I’ll close with a favourite quote:

Have you ever noticed in the movies when the “super hacker,” — you know, the guy who can break into the ultra-secure military computer in less than 30 seconds — sits down at the computer, he never touches a mouse? It’s because filmmakers realize that we, as human beings, instinctively know the only way to really get anything done on a computer is by typing on a keyboard!

Most computer users today are familiar only with the graphical user interface (GUI) and have been taught by vendors and pundits that the command line interface (CLI) is a terrifying thing of the past. This is unfortunate, because a good command line interface is a marvelously expressive way of communicating with a computer in much the same way the written word is for human beings. It’s been said that “graphical user interfaces make easy tasks easy, while command line interfaces make difficult tasks possible” and this is still very true today.

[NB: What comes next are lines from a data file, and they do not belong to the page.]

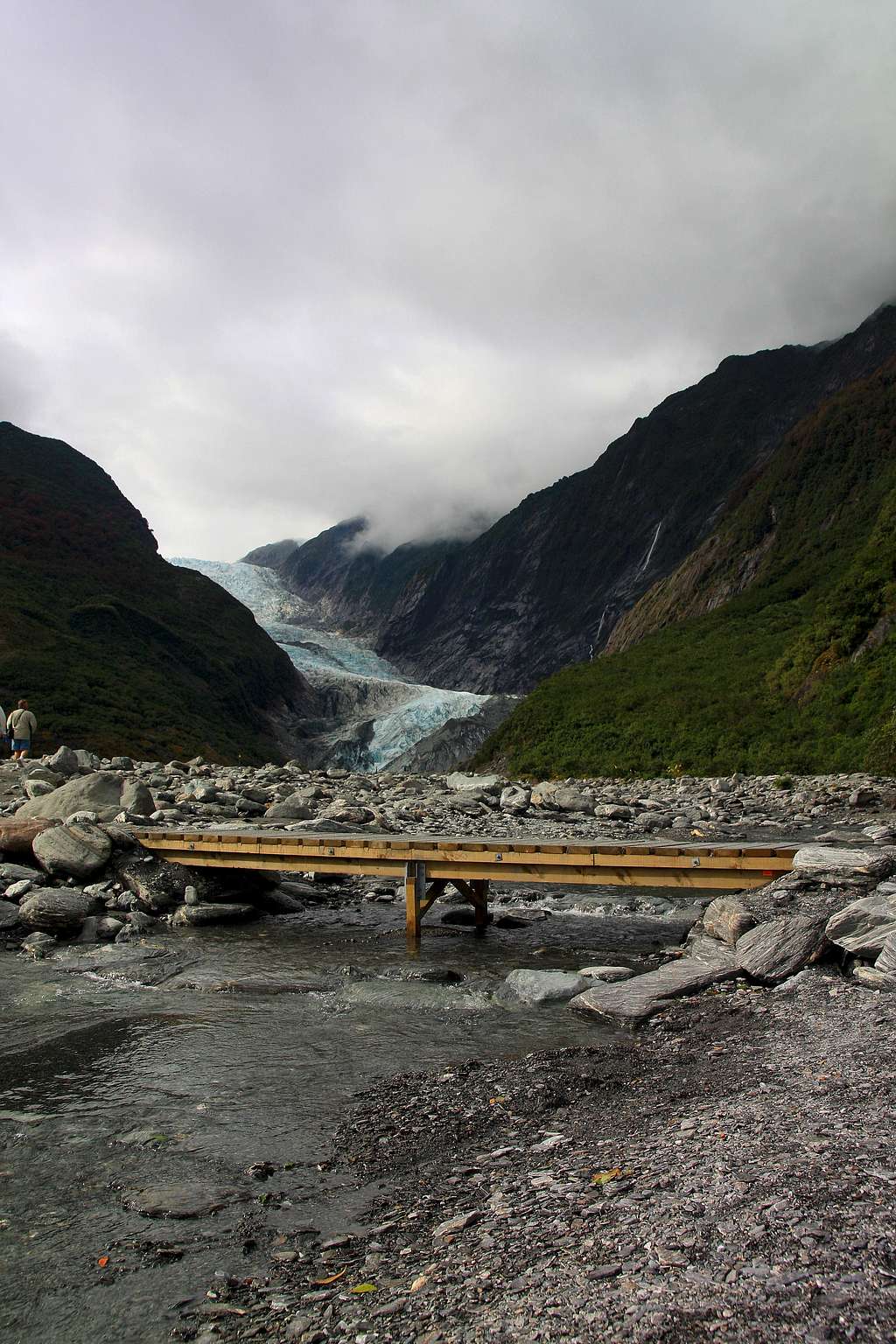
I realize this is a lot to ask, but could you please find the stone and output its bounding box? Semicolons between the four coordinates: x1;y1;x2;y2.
497;970;592;1006
4;878;34;902
47;747;80;775
579;966;634;984
735;915;826;985
825;887;896;960
874;933;896;976
0;900;22;931
0;804;58;859
264;793;316;821
444;770;507;793
171;900;258;928
554;788;594;812
501;783;532;812
32;821;111;879
16;770;156;821
122;1183;235;1218
570;948;738;1027
794;844;892;876
703;897;756;948
18;887;101;933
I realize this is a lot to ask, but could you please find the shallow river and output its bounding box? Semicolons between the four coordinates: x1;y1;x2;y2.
0;906;677;1344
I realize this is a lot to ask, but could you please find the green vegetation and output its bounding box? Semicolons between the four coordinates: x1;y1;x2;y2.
477;361;896;775
0;424;313;763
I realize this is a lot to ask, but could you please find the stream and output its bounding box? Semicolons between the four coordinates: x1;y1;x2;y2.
0;897;685;1344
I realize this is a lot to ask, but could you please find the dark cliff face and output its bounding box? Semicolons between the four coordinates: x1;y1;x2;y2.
377;306;896;691
480;358;896;775
0;424;319;762
278;517;464;642
271;305;896;692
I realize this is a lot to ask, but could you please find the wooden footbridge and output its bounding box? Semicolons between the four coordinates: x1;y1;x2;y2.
135;828;796;941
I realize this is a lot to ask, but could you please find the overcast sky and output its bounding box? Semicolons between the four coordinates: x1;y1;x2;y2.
0;0;896;559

(from William Shotts, The Linux command line)


Robert Mesibov (“datafixer”); robert.mesibov@gmail.com


  1. Plain text files don’t have a file header or signature. ↩︎

  2. If I had an Australian dollar for every dataset I’ve audited that arrived as an Excel file from someone who thought that .xlsx is a data exchange format, I’d have enough to fly to a tropical Queensland resort for a holiday. Add another dollar for every dataset that was exported as text from Excel and arrived in Windows-1252 encoding (or UTF-8 plus horrible mojibake) with Windows line endings, and I’d be staying for a week in the resort’s swankiest villa. ↩︎

5 Likes

Excellent, I use ModernCSV on Mac for months and strongly recommend it.
Thanks

A cool tool that I find helpful for browsing data files in the terminal is csvlens. Simple, no editing capabilities, but good to get a glimpse of things. hjkl and / are nice for vim users.

Also, just took a look through the darwin core table checker, wow do you have some nice helpful stuff on there!

@mark-pitblado, many thanks for the tip about csvlens, I’ll review it in my data blog. For viewing-only jobs I’ve been using csvlook from the csvkit package of utilities. Like csvlens, csvlook adds line numbers, which can be very helpful.